Eine moderne Luxus-Limousine an der Steckdose tanken? Die Zuffenhausener Sportwagenfirma sieht sich seit dem Lohner-Porsche von 1899 als Hybrid-Pionier. Und tatsächlich zeigt der Panamera S E-Hybrid von heute ein neues Porsche-Gefühl, wie der n-tv.de-Praxistest zeigte.
Der Panamera S E-Hybrid ist der erste Porsche, der eine nennenswerte Entfernung vollkommen abgasfrei, nahezu geräuschlos zurücklegen und obendrein an der Steckdose wieder aufgeladen werden kann. Aber ist er auch ein Umweltengel, der sportliches Fahren mit Schonung der Ressourcen verknüpft oder gar ein Sparmeister, der mit geringem Verbrauch für hohe Anschaffungskosten entschädigt?
Schon die konventionell angetriebenen Versionen der coupéhaft gestalteten Limousine haben die in sie gesetzten Erwartungen deutlich übertroffen. Selbst in Deutschland, was nach den USA und China nur noch der drittgrößte Absatzmarkt für Porsche ist, liegen die Zulassungszahlen weit vor denen des VW-Phaeton und nah bei denen des Audi A8. Er hat sich also zwischen den Premium-Limousinen etabliert. Zwölf verschiedene Modellvarianten werden inzwischen vom Panamera angeboten, die technisch anspruchsvollste ist der Plug-In-Hybrid.

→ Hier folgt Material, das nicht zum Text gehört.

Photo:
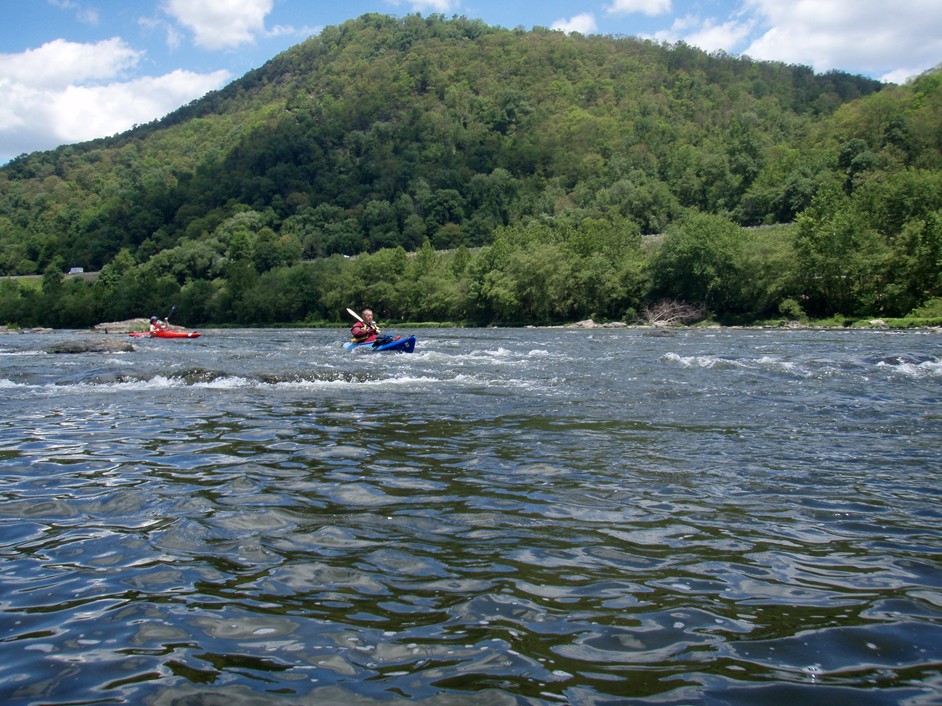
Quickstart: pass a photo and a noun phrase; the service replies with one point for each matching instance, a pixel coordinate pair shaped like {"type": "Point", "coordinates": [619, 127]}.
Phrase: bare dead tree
{"type": "Point", "coordinates": [669, 312]}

Der Panamera-Hybrid profitiert von den Bestimmungen des Neuen Europäischen Fahrzyklus (NEFZ). Die entscheidende Kenngröße ist dort der Spritverbrauch je 100 Kilometer Strecke. Die Messmethode stammt aus einer Zeit, da sich niemand vorstellen konnte, dass ein Porsche 36 Kilometer mit null Verbrauch zurücklegen kann. Die per Batterie gefahrenen Kilometer fließen aber in die Gesamtrechnung mit ein und so kommt ein Prospektwert von 3,1 Liter/100 km zustande.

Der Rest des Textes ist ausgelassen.